Ayer mientras emprendíamos una caminata por la única y planeada vía que circunvala la comuna nor-oriental observaba la explanada del absurdo antioqueña y tal
vez de común de ciudades del tercer mundo. Absurdo porque las políticas públicas del Municipio de Medellín perfilan como uno de los elementos de mayor interés el promocionar la capital antioqueña como un centro turístico a fin de atraer ingresos, y mostrar la otra cara de la ciudad. Con este fin varias administraciones de la ciudad han concentrado un volumen cuantioso de recursos para “recuperar” el centro de de Medellín donde se vuelven patéticos los efectos de la aplicación del Consenso de Washington como la des-industrialización y con ello la clausura de todos los sectores derivados como el comercio de manufacturas, los círculos de profesionales, abogados, contadores, trabajadores sociales, ingenieros, etc. El nuevo rostro de la zona central es un paisaje suburbial, con prostitución infantil, venta abierta de drogas, informalidad laboral generalizada e indigencia. Los locales que concentran hoy las inversiones económicas son esencialmente Casinos, negocios de Juegos de azar y prostíbulos velados como hostales o lugares de descanso. Esta tipologia de inversiones se acompaña de nuevos y suntuosos Centros Comerciales que simulando una extensión del espacio público mas allá de las calles, son cuidados debidamente por vigilancia privada desde donde se restringe “sutilmente” y se hace seguimiento del ingreso y comportamiento de las personas.
Como contraste con la clausura de lo que fuera el complejo central originado tras la década de los sesentas, es evidente la concentración de aparatos de seguridad que van desde el control en las alturas por medio de cámaras remotas, como de un copioso volumen de vigilantes privados, que en contravención con los principios legales en cuestión del control del orden público, reservado a las autoridades de policía, regulan el las vías articuladas del centro de la ciudad.

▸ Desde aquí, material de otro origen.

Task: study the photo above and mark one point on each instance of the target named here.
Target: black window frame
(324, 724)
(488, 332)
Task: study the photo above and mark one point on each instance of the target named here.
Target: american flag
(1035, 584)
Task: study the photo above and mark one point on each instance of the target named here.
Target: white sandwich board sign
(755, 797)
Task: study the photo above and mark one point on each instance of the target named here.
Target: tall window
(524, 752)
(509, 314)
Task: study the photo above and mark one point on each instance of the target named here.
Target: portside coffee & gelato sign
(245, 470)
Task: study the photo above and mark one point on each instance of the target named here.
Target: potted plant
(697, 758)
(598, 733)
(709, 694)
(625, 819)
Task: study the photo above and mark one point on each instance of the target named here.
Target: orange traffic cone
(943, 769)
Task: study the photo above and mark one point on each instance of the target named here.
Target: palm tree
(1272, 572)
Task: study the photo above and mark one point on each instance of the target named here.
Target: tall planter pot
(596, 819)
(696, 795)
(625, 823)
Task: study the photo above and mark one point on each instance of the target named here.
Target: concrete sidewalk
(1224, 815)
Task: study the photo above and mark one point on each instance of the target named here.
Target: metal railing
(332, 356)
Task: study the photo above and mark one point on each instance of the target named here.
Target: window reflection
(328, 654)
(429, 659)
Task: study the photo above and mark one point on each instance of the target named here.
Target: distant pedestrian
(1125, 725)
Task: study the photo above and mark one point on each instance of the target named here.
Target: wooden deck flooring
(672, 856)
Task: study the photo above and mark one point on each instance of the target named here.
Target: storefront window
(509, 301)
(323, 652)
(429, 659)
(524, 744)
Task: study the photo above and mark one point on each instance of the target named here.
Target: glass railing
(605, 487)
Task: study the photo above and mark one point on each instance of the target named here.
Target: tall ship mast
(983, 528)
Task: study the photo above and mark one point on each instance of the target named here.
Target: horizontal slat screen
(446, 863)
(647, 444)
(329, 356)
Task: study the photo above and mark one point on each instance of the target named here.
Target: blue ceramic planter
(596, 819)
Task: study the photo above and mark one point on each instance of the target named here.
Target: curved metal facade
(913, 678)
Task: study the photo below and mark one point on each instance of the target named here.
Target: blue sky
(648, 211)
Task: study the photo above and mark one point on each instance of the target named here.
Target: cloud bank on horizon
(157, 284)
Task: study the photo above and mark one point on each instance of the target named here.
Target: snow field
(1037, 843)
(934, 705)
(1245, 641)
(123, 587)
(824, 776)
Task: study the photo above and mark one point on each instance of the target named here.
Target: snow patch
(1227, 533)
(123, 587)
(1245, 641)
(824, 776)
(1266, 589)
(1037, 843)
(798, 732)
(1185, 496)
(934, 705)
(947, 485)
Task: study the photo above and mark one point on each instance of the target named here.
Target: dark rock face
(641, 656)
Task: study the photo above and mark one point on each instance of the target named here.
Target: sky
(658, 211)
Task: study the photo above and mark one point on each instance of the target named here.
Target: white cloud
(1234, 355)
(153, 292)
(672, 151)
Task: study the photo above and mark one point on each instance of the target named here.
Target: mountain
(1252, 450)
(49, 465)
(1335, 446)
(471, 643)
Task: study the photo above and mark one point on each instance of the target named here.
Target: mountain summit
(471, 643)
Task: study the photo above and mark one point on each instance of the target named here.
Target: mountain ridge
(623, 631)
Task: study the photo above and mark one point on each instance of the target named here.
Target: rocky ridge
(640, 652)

El refinamiento del control es efectuado tras la superposición de la estrategia de seguridad que va de la “sutil” llamada por celular a los vigilantes estacionados en las calles, el paneo “invisible” de la cámara aérea, a la captura y coacción de los presuntos implicados en una lesión a la seguridad, provisto no ya por el código penal colombiano, como por los “códigos de las empresas de seguridad privada”. Esta escena cobra eficacia tras la casi imperceptible y silenciosa acción de estos particulares aparatos de seguridad.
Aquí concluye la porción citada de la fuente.